Current approved mCRC treatments involve chemotherapy and monoclonal antibodies, but these treatments offer moderate improvements in patient prognoses coupled with severe side effects. Other promising treatments such as immune checkpoint inhibitors (ICIs) only work on a small subset of mCRC patients with microsatellite instability (MSI). Most cases of mCRC fall under the microsatellite stable subset (MSS).

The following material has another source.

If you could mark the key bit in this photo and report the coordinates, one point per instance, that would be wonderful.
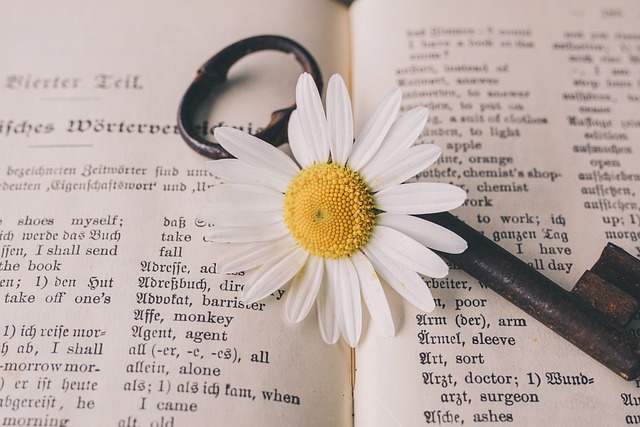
(592, 318)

Wu et al., attempted to develop a novel mCRC treatment using T cell engaging bispecific antibodies (T-BsAb’s). These polyclonal antibodies bind cytotoxic T cells in the systemic circulation and guide them to cancer associated antigens. A GPA33 specific murine antibody, A33, was extracted and humanized into an IgG1 antibody, huA33. The bispecific antibody huA33-BsAb was created by attaching the C-terminus of the huA33 light chain to the anti-CD3 humanized OKT3 scFv. huA33-BsAb was shown to activate naïve T cells, leading to T-cell dependent cell-mediate cytotoxicity at colorectal cancer cells in vitro. huA33-BsAb also inhibited colorectal cancer xenografts in murine tumour models.

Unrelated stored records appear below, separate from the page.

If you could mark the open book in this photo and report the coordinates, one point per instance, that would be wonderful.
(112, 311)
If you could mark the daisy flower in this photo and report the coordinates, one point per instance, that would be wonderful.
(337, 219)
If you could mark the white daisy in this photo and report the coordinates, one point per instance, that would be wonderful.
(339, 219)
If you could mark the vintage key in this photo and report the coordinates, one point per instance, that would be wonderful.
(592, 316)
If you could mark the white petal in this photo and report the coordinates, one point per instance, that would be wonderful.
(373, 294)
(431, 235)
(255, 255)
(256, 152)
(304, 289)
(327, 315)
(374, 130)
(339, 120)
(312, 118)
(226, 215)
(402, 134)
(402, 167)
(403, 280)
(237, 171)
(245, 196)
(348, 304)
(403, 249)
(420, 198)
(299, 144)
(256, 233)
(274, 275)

This study produced promising results for using T-BsAbs as a novel treatment for mCRC’s. Furthermore, huA33-BsAb treatment was able to target both MSI and MSS mCRC’s, making it a more widely applicable treatment compared to current approaches.
Journal Article: Wu et al., 2018. Development of a tetravalent anti-GPA33/anti-CD3 bispecific antibody for colorectal cancers. Molecular Cancer Therapeutics.